HLD – eggshellwarriors

What is heavy-light decomposition?

Heavy-light decomposition is a way to modify a tree to optimize for path queries. Operatins such as getting the max along a path or getting the sum along a path are now possible in log^2(n). It also allows for changes in the tree. Heavy-light decomposition is possible by assigning heavy edges and light edges.

Precomputation for Queries (There’s a lot):

Assigning heavy and light edges:

In heavy-light decomposition, there are two types of edges: heavy edges and light edges. Each node in the tree will have one child at most, which is connected by a heavy edge. The heavy edge is the edge that connects the biggest subtree. This will create heavy chains, which are paths of continuous heavy edges.

The biggest subtree can be calculated with a post-order DF. After assigning all edges, any path in the tree will contain at most log(n) light edges. There is proof for this.

Assigning an order:

Values on light edges are just accounted for like normal in O(1). Heavy chains will be done in log (n). The ability to get log(n) time for calculating information over a heavy chain is done by a segment tree. There is a certain order in which the values in the segment tree should be ordered to make range operations occur.

When assigning values 0 to n-1 for indices in the segment tree, whenever a heavy chain is detected, continue through the entire chain until going back to light edges.
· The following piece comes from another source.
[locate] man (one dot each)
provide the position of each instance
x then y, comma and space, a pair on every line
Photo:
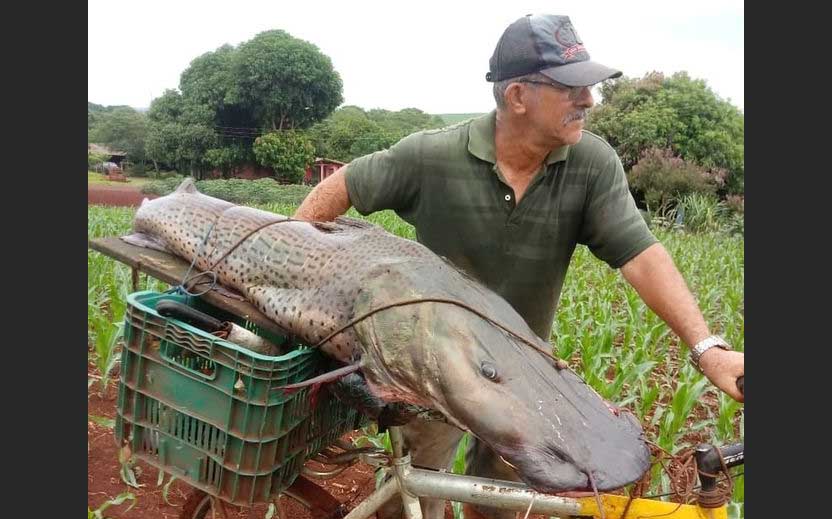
507, 197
Now for each vertical chain in the tree, a segment tree will be constructed using the values.

Assigning the top of each chain:

It’s important to assign the highest node to each heavy chain. Initially, every node is simply assigned to itself. Then a search is done. When a node is connected to its parent through a heavy edge, it also inherits the exact same “top value”.

Queries:

Queries on a path can be expanded into two different paths. It can be separated into values from the starting node to the LCA (Lowest Common Ancestor) and the ending node to the LCA.

When calculating the paths, there might be some thought about what to include in the answer. Such as, depending on how the problem is set up, the LCA node may or may not be included.

This tutorial primarily uses edges that are used to compute the query, but it is possible that the questions use nodes. In that case, just push down the edges to their end nodes.

Determining the LCA:

The LCA can be determined using binary lifting. Binary lifting allows for the LCA to be calculated in O(log n) time.

Getting the Answer:

Start from one of the nodes. Continue up the tree until you reach the LCA. If a node is connected through a light edge, then simply process its value as normal in O(1). If a part of a heavy path is found, then calculate using segment tree range queries using the range set by their labels (determined in precomputation step 2). Then proceed to the node at the top of the chain for further calculations.

Sometimes, the LCA may be located inside a heavy chain. If that is the case, the LCA will have the same “top node” as the current value. Now, using the labels (determined in precomputation step 2), do a range query.

After getting to the LCA, just do it to the other node, then combine the answers to get the full answer.

Practice problems with short answer summaries:

All of these problems were shamelessly taken from the USACO Guide article on HLD. The links to the problem can be found on their website. https://usaco.guide/plat/hld?lang=cpp. I chose to include all, but unless I am missing something super obvious, some problems don’t require HLD.

Cow Land

This is more or less the exact scenario talked about in the article. Light edges would just store a value. Then, the segment trees will store XOR values. For each path, XOR the values obtained from light edges, and then also XOR the values from the range queries.

*XOR can be done in any order. 5 XOR 3 XOR 4 is the same as 4 XOR. 5 XOR 3

Vertex Path Composite

This one feels strange at first but, then there is a realization that it is just like all of the other problems except it uses composite functions instead of values. For example let f(x) = x^3 + 4 and g(x) = -3x^2 – 4. Then f(g(x)) = (-3x^2 -4) ^(3) +4. In each segment tree node the composition of the functions will be stored. In this problem it also chooses the path is “directed” since composing functions together doesn’t not allow for the order to be changed. So, in the segment trees if there is a f(x) and g(x) stored in the nodes. Then, it’s parent has to store f(g(x)) and g(f(x)).